#### Relevant import statements

In [None]:
import datetime
import math
import os
import pickle
import random

import matplotlib.pyplot as plt
import numpy as np

import torch
import torch.nn as nn
import torch.nn.functional as F
import torch.optim as optim
import torchvision

#### Defining the data set:

In [None]:
# from utils import generate_training_set()
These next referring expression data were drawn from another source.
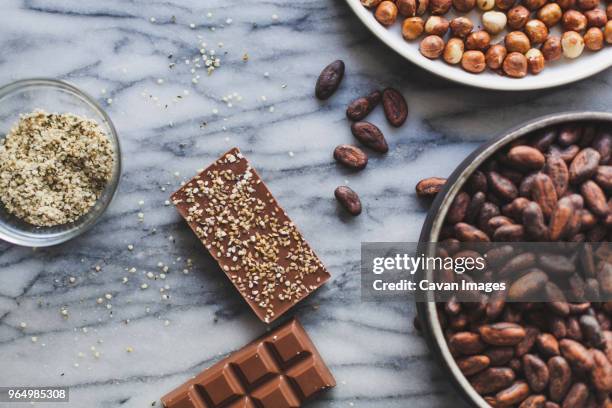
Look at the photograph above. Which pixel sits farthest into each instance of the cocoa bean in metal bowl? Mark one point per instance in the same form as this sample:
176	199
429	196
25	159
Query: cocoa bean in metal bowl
548	180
def read_in_data(text_file):

    data_output = []
    with open(text_file, "r") as file1:
        data_list = file1.readlines()
    for line in data_list:
        token_list = line.split()
        data_output.append(token_list)
    
    return data_output

#### Creating the vocabulary:

In [None]:
training_data = read_in_data("../data/training.en")

In [None]:
def create_vocabulary(training_set):

    vocabulary = []
    for sentence in training_set:
        for word in sentence:
            if word not in vocabulary:
                vocabulary.append(word)
                
    w2i = dict()
    i2w = dict()
    for idx, word in enumerate(vocabulary):
        i2w[idx] = word
        w2i[word] = idx
    
    return w2i, i2w

In [None]:
w2i, i2w = create_vocabulary(training_data)

In [None]:
print(len(w2i.keys()))

#### Generating the skipgram data for a single sentence:

In [1]:
def generate_skipgram(sentence, context_window_size):

    skipgram_array = []
    for idx, word in enumerate(sentence):
        window_size = random.randint(1, context_window_size)
        for index in range(max(idx - window_size, 0), min(len(sentence), idx + window_size + 1)):
            if index != idx:
                skipgram_array.append([w2i[word], w2i[sentence[index]]])

    return skipgram_array

#### Generating the data for the whole training corpus:

In [None]:
def generate_corpus_skipgrams(training_set, window_size):

    skipgrams = []
    for sentence in training_set:
        for skipgram in generate_skipgram(sentence, window_size):
            skipgrams.append(skipgram)
    random.shuffle(skipgrams)

    return np.array(skipgrams)

#### Defining the network which will generate the embeddings:

In [None]:
class Skipgram_Net(nn.Module):

    def __init__(self, embedding_dimension, vocabulary_size):
        super(Skipgram_Net, self).__init__()
        self.fc1 = nn.Linear(vocabulary_size, embedding_dimension)
        self.fc2 = nn.Linear(embedding_dimension, vocabulary_size)
        
    def forward(self, x):
        x = self.fc1(x)
        x = self.fc2(x)
        return F.log_softmax(x)

In [None]:
def make_batches(skipgram_training_data, batch_size):

    new_data = []
    num_samples = skipgram_training_data.shape[0]
    for idx in range(num_samples // batch_size):
        batch = skipgram_training_data[(idx)*batch_size : (idx+1)*batch_size]
        new_data.append(batch)
    
    return np.array(new_data)

In [None]:
BATCH_SIZE = 100
skipgram_training_data = generate_corpus_skipgrams(training_data, 5)
skipgram_training_data = make_batches(skipgram_training_data, BATCH_SIZE)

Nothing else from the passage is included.